The sea-change in the music industry

File-sharing and downloading is just the tip of the iceberg. What’s really happening is that the old-style, RIAA-approved music industry is on the slide for a good old capitalistic reason: it’s losing touch with its best customers. There’s an extraordinarily perceptive article by Laura Barton which explains how guerrilla gigs, the Net and fan-friendly bands are enabling music lovers to reclaim the charts — and the industry. Excerpt:

This has been the year fans have increasingly taken music into their own hands, rejecting the over-processed diet served up by many major labels in favour of something a little more homemade. In the process they have notched up numerous high-profile successes, including Arctic Monkeys, Arcade Fire, Clap Your Hands Say Yeah, Spinto Band and Nizlopi.
Enabled largely by the internet, bands have been able to record and promote their own music, and fans to revel in it and pass it on – without the aid of major label backing, stylist and towering billboard advertisements. Furthermore, fans are finding it ever easier to interact directly with their favourite bands, rather than seek nourishment from the insubstantial publicist- approved quotes given in interviews. The result, of course, is that the charts in 2005 have become imbued with a rather joyous and friendly anarchy.

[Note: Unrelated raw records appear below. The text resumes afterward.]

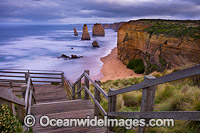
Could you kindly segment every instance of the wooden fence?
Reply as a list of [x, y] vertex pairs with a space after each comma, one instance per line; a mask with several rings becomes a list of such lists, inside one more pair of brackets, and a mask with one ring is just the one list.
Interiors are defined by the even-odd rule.
[[[142, 83], [119, 90], [109, 89], [107, 94], [101, 88], [101, 82], [99, 80], [94, 81], [89, 77], [88, 70], [85, 70], [84, 73], [76, 80], [76, 82], [72, 84], [62, 71], [4, 69], [0, 70], [0, 82], [8, 82], [8, 86], [10, 88], [13, 87], [13, 83], [24, 83], [22, 86], [22, 95], [24, 101], [20, 101], [19, 98], [9, 93], [8, 90], [1, 88], [0, 99], [23, 107], [25, 114], [30, 114], [31, 106], [35, 103], [34, 83], [60, 83], [65, 88], [69, 99], [81, 99], [82, 91], [84, 91], [85, 100], [89, 100], [89, 97], [91, 97], [91, 99], [94, 101], [94, 114], [96, 116], [102, 113], [108, 117], [126, 117], [138, 119], [173, 118], [175, 120], [200, 121], [200, 111], [153, 111], [156, 85], [197, 75], [200, 75], [200, 65], [174, 72], [159, 78], [145, 76]], [[84, 84], [81, 82], [82, 79], [84, 79]], [[90, 91], [90, 83], [94, 85], [94, 95]], [[116, 96], [139, 89], [142, 89], [140, 112], [116, 112]], [[100, 94], [102, 94], [108, 100], [107, 112], [100, 104]], [[21, 118], [23, 115], [24, 114], [21, 114]], [[143, 132], [143, 128], [140, 128], [139, 132]]]

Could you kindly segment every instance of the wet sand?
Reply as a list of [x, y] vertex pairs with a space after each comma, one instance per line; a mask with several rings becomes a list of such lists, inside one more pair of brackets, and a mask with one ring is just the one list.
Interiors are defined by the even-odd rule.
[[117, 48], [112, 49], [109, 55], [102, 57], [100, 60], [104, 63], [101, 69], [103, 74], [101, 81], [142, 76], [126, 68], [126, 65], [117, 58]]

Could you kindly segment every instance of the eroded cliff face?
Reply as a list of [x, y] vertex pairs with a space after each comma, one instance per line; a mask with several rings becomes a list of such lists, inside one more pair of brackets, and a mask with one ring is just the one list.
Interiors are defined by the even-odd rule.
[[200, 63], [200, 38], [171, 37], [145, 31], [151, 23], [127, 22], [118, 30], [118, 58], [128, 64], [133, 59], [142, 59], [145, 72], [152, 69]]
[[125, 22], [113, 23], [113, 24], [103, 24], [104, 29], [113, 29], [115, 32], [118, 31], [119, 27], [122, 26]]
[[101, 24], [94, 24], [92, 27], [93, 36], [105, 36], [104, 28]]

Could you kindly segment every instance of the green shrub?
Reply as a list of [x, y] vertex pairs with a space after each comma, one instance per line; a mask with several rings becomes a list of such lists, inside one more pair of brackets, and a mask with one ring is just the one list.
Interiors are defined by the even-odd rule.
[[8, 105], [0, 105], [0, 131], [8, 133], [19, 133], [23, 131], [22, 125], [11, 113]]
[[144, 73], [144, 63], [142, 59], [134, 59], [130, 61], [127, 68], [133, 69], [135, 73]]

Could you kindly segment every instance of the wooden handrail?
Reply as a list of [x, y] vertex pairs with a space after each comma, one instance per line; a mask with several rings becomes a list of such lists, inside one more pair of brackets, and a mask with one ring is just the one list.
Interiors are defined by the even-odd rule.
[[191, 77], [191, 76], [195, 76], [195, 75], [200, 75], [200, 65], [191, 67], [191, 68], [187, 68], [178, 72], [174, 72], [156, 79], [153, 79], [151, 81], [144, 81], [142, 83], [138, 83], [136, 85], [132, 85], [126, 88], [122, 88], [116, 91], [112, 91], [110, 93], [108, 93], [108, 96], [113, 96], [113, 95], [118, 95], [118, 94], [123, 94], [123, 93], [127, 93], [130, 91], [135, 91], [135, 90], [139, 90], [142, 88], [147, 88], [147, 87], [151, 87], [151, 86], [155, 86], [155, 85], [159, 85], [159, 84], [163, 84], [163, 83], [167, 83], [167, 82], [171, 82], [171, 81], [175, 81], [175, 80], [179, 80], [179, 79], [183, 79], [183, 78], [187, 78], [187, 77]]
[[92, 93], [90, 92], [90, 90], [84, 86], [84, 89], [88, 92], [88, 94], [90, 95], [90, 97], [93, 99], [94, 104], [97, 105], [97, 107], [100, 109], [100, 111], [104, 114], [107, 115], [106, 111], [103, 109], [103, 107], [100, 105], [100, 103], [94, 98], [94, 96], [92, 95]]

Arguably, it was the Libertines who set the pace; the baton then passed to Babyshambles and imminently to Carl Barat’s new band, Dirty Pretty Things. Characteristically, Libertines gigs (and those of their circle) eschewed the overpriced ticketing, over-priced ale gig-going conventions that had become standard in the Clear Channel era, and instead guerrilla gigs were played ad-hoc in bizarre venues, such as rooftops, farms and the London underground. Fans were informed of the “venue” hours before in a flurry of emails, website postings and text messages, and would travel from all over the country to congregate at the elected hour and see their favourite band play inches from them (and probably go to the pub with them afterwards). Pete Doherty allowed fans to bed down in his flat if they missed the last train home.